MLPA was developed by Schouten JP et al. in 2002, and has become a rapidly growing technique used in clinical diagnosis for genetic diseases, such as Duchenne muscular dystrophy (DMD)/Becker muscular dystrophy (BMD), Lynch syndrome and multiple congenital anomalies (MCA)/mental retardation (MR). MLPA is a simple and rapid method for simultaneous quantification of up to 40 nucleic acid sequences in a single reaction. MLPA probe consists of two different oligonucleotides, each containing one of the PCR primer sequences as well as a sequence complementary to the target sequence. The two probe oligonucleotides hybridize to immediately adjacent target sequences. It is only when the two probe parts are both hybridized to their target sequence that they can be ligated to each other by a thermostable ligase. These ligated probes will be amplified exponentially during PCR reaction. The resulting PCR amplification products are subsequently separated by capillary gel electrophoresis. The number of probe ligation products of one probe depends on the number of target sequences in the sample. The DMD gene is located on Xp21 and the gene responsible for DMD/BMD. Large deletions of DMD gene are found in 60%, large duplications are 10%, and small mutations are 30% of the cases. Although the conventional multiplex PCR assay was developed for the genetic testing of the DMD gene, it could not detect large duplication because of its low quantitative performance. The MLPA assay can provide a simple and rapid method for the large deletion and duplication screening done in DMD/BMD patients.

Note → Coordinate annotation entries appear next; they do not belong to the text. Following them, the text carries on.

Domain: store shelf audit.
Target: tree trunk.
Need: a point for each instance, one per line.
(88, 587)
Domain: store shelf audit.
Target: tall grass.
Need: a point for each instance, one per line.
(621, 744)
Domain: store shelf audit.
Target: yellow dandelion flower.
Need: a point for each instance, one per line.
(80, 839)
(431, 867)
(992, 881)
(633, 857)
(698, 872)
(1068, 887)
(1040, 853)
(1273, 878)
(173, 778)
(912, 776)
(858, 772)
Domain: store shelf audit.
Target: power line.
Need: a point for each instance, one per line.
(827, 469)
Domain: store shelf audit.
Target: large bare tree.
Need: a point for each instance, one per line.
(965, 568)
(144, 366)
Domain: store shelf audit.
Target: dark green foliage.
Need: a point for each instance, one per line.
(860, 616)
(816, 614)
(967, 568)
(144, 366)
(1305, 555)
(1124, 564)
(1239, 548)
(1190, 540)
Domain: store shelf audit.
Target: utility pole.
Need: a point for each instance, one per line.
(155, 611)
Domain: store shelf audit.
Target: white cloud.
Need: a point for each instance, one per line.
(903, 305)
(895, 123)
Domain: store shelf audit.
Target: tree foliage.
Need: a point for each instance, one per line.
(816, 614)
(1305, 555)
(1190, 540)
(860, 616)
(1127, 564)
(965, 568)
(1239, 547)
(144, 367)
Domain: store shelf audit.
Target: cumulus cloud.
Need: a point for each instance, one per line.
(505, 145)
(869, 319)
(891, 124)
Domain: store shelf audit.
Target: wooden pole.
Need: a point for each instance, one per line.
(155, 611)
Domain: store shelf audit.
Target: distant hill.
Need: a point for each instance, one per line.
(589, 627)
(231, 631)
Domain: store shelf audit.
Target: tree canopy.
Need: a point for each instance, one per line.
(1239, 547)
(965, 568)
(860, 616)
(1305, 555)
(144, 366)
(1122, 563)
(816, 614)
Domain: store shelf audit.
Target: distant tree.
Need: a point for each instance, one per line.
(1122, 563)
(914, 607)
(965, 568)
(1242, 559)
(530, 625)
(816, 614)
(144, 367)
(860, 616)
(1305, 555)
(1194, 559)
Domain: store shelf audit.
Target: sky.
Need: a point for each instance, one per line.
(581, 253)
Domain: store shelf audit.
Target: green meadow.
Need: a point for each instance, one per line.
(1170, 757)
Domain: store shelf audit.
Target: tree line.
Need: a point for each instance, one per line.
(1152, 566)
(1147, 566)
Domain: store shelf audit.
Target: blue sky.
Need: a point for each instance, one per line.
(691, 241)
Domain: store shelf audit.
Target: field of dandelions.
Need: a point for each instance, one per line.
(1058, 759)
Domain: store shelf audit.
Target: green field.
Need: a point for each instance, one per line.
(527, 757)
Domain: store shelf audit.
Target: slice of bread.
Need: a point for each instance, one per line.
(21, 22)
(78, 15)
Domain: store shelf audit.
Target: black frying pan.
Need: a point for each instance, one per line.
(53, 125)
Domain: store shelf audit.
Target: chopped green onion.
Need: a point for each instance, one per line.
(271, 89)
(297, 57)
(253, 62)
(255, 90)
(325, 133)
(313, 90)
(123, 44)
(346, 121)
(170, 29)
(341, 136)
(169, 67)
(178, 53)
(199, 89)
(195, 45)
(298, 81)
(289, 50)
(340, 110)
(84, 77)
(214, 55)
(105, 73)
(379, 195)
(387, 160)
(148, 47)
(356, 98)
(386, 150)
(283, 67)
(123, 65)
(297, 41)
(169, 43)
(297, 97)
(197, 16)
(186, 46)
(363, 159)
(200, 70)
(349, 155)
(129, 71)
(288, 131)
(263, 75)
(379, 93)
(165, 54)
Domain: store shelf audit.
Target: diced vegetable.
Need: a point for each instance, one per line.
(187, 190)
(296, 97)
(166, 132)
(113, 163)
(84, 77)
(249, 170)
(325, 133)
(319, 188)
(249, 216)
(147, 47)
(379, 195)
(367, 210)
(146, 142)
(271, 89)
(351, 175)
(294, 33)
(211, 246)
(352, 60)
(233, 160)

Biomarker development for personalized medicine using electrophoresis

Cancer is a genetically and clinically diverse disease, and patients with cancers of similar clinical stages often exhibit different responses to treatment. To develop optimized therapeutic strategies, improved characterization of cancer phenotypes has long been desired. Electrophoresis is a fundamental technique to separate and quantify various molecules, and it allows molecular profiling of tumor tissues and body fluids. By combining the molecular profiles of electrophoresis and clinicopathological data, it is possible to identify key molecules that regulate malignant features and influence clinical outcomes. Such molecules should be considered as biomarker candidates for the characterization of cancer cells. Since these molecules are likely to be involved in the molecular pathways for metastasis, recurrence, and resistance to treatments, they can also be used as therapeutic targets. With an aim to develop biomarkers for characterizing cancer phenotypes, we created global protein expression profiles by electrophoresis and attempted to identify proteins that influenced clinical outcomes. A novel electrophoresis method such as two-dimensional difference gel electrophoresis (2D-DIGE) enables quantitative, reproducible, sensitive, high throughput, and exhaustive global protein expression profiling. Using 2D-DIGE and a large scale clinical sample set with a detailed clinicopathological data set, we identified proteins that influenced metastasis after surgery and induced resistance to standard chemotherapy. Another approach to identify these proteins is by using antibodies, wherein protein expression profiles are created by western blotting using a large-scale antibody library. Hence, we conclude that electrophoresis is a powerful tool for developing cancer biomarkers.